Tuesday, November 6, 2007

Physicians Risk Getting Dragged Into Rampant Health Care Corruption

What makes us think that health care is immune to corruption? At what point do the Machiavellian machinations of politics, money and power become corruption in the first place? What makes us, as physicians, think that we are immune to the same natural forces that govern human conflict and the competition for resources and wealth?

Corruption is rampant in US Healthcare and it's not limited to Richard Scrushy and HealthSouth.

SCHIP was defeated because it threatened insurance companies, so says AHIP. I guess we didn't see their hand in Medicare Advantage, but what do you expect a lobby group to say? I can promise they will point out that community rating and guaranteed issue will force them out of business cost because of the perverse incentives that result in young people not buying insurance because it costs more, unless they were sick. They will not point out that the problem goes away if everyone is required to buy health insurance, as we do with auto insurance.

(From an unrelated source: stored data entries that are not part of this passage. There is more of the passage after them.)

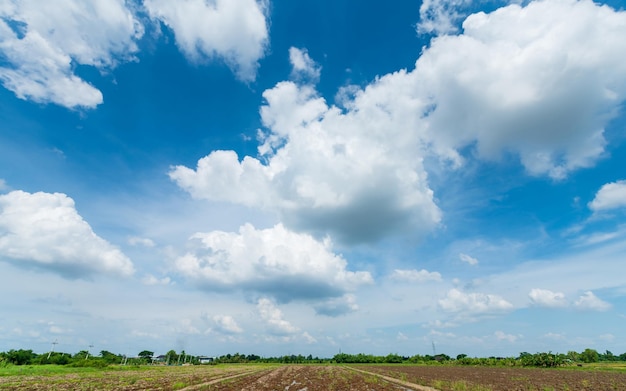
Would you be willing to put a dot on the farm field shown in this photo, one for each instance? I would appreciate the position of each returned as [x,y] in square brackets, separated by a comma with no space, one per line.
[121,378]
[314,378]
[470,378]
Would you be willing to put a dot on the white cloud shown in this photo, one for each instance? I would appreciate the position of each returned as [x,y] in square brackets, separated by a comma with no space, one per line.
[137,241]
[273,318]
[473,303]
[547,298]
[274,261]
[555,336]
[337,306]
[415,275]
[610,196]
[541,81]
[589,301]
[502,336]
[358,176]
[233,30]
[607,337]
[43,41]
[467,259]
[152,280]
[227,324]
[44,230]
[303,67]
[441,16]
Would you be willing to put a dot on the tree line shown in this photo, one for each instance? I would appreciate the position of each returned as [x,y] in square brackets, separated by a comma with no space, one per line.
[106,358]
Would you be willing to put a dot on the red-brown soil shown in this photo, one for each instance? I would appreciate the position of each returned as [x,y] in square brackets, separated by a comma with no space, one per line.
[308,378]
[325,377]
[451,378]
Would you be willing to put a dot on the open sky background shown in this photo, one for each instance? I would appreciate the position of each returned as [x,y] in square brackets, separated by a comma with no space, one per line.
[308,177]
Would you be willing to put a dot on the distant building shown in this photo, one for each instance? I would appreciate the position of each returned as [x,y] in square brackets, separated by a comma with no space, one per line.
[205,359]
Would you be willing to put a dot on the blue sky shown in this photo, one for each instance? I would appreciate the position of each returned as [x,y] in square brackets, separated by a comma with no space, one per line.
[277,177]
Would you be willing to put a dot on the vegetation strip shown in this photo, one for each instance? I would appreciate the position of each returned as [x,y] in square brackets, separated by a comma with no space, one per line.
[403,383]
[219,380]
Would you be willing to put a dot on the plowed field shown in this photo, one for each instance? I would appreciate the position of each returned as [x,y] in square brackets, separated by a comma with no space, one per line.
[322,378]
[452,378]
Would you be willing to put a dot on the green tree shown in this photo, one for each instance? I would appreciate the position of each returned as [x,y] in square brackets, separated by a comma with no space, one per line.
[171,357]
[19,357]
[589,355]
[146,355]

We do not need to look further than the pharmaceutical industry to see corruption at work in about as bald-faced a way as you could imagine. The excuse of expensive research is laughable, as we scrape the bottom of the barrel looking for new antibiotics for all the new superbugs. But pharma seeks a sure market, not innovation, despite the profit motive that should assure innovation. You and I both know, it's all about marketing.

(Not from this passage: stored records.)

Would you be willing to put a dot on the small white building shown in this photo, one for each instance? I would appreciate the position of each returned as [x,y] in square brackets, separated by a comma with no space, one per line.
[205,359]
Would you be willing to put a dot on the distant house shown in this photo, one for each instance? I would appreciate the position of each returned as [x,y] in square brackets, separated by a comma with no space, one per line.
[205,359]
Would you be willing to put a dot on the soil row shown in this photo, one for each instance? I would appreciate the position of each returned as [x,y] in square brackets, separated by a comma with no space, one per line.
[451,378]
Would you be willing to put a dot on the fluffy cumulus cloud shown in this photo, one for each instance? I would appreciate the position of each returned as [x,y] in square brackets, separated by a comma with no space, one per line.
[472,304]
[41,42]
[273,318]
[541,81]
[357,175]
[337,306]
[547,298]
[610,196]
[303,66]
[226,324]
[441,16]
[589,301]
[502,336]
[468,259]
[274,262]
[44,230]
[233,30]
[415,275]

Functionaries at the Consumer Protection Agency are under attack for accepting gifts. What makes physicians think they can accept gifts and still represent the interests of the health consumer. (Yes, that's the patient, whose interests we are sworn to serve.)

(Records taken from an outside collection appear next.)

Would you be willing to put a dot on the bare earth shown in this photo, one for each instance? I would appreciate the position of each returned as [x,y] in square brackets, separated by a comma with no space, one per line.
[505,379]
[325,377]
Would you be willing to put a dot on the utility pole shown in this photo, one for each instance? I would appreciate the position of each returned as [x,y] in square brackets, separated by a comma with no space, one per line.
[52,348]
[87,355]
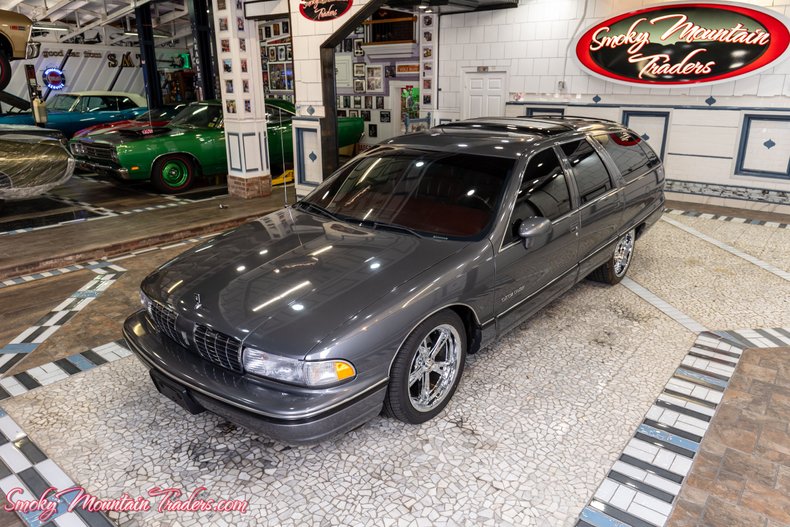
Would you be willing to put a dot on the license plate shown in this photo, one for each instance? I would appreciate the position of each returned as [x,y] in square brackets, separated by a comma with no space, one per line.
[176,393]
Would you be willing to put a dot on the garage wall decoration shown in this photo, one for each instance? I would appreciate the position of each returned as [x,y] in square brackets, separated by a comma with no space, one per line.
[688,43]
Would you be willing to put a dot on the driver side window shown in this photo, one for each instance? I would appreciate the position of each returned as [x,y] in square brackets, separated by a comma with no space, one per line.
[543,193]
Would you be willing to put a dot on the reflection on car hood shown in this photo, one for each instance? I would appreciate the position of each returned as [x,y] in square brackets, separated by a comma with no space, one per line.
[284,281]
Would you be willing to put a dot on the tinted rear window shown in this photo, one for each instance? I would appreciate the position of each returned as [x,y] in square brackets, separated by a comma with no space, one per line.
[624,149]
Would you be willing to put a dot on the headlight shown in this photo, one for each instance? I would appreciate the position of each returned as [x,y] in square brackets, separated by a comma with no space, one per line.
[318,373]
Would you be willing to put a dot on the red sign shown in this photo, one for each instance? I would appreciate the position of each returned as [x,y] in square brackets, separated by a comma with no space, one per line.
[323,10]
[681,44]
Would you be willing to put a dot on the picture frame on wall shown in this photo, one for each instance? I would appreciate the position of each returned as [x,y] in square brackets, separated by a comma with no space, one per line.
[374,75]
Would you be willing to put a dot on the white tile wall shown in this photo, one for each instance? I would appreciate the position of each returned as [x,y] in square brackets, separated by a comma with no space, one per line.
[532,43]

What makes us think they are not really bribes? I may have my price, but it sure ain't a pen, a couple of pads of sticky notes and a dinner at a local steakhouse. It costs a lot more than that to buy me! What makes us think that we are immune to conflicts of interest in medicine? What makes us think that we can actually continue to get away with an overt bias (manipulated by pharma marketers) in our continuing education? Why are physicians getting dragged into the cess-pool of dirty corporate games?

Hey, did you go to medical school to let yourself be manipulated by a Bachelor's level schmoozer from the sales department?